Das Az W trauert um Karl Odorizzi

1931–2024

schwarz-weiß Foto mit älterem Mann der ein Bild malt

Karl Odorizzi
© Pia Odorizzi

„Was in den Experimenten und Manifesten der jungen Spätsechziger wie Hausrucker und Himmelblau in die Zukunft hinausgerufen wird, gewinnt bei Odorizzi Gestalt und Basis, ohne den Charakter des Experimentellen zu verlassen.“ (Günther Feuerstein)

Der gebürtige Niederösterreicher Karl Odorizzi (1931–2024) war ein Universaltalent.

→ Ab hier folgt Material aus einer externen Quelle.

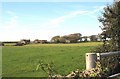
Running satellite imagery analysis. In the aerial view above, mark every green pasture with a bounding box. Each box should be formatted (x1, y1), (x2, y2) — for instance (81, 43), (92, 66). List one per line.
(2, 42), (102, 77)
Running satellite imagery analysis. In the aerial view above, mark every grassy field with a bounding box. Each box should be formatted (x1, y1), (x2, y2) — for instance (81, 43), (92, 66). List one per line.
(2, 42), (102, 77)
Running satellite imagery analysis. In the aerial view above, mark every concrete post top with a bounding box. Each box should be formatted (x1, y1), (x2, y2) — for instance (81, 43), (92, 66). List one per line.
(86, 53), (96, 55)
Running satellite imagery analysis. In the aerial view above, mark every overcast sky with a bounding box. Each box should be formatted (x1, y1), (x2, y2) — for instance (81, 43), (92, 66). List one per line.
(0, 1), (112, 41)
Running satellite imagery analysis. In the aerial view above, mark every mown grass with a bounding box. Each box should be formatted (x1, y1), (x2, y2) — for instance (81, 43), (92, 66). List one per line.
(2, 42), (102, 77)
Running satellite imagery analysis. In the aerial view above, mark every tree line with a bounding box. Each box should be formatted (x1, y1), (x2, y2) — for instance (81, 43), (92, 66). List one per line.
(51, 33), (102, 43)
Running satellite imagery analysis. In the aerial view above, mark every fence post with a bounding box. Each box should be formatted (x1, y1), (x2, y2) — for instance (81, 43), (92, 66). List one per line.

Sein Architekturstudium an der TU Graz ergänzte er durch Studien der Grafik und Malerei, des Gesangs und der Dramaturgie sowie der Bühnengestaltung. Ab 1958 führte er ein Architekturbüro in Wels und arbeitete die meiste Zeit alleine, was bei seinem umfangreichen Œuvre mit wegweisenden Schulbauten, Kirchenbauten und einer großen Zahl von Einfamilienhäusern erstaunt. Karl Odorizzi zählte zu den Protagonist*innen der oberösterreichischen Nachkriegsarchitektur, die es noch zu entdecken gilt. Neben den dominierenden Grazern, Vorarlbergern und den zuletzt wiederentdeckten Burgenländern fiel der Blick noch nicht allzu intensiv auf die oberösterreichische Architektur jener Zeit.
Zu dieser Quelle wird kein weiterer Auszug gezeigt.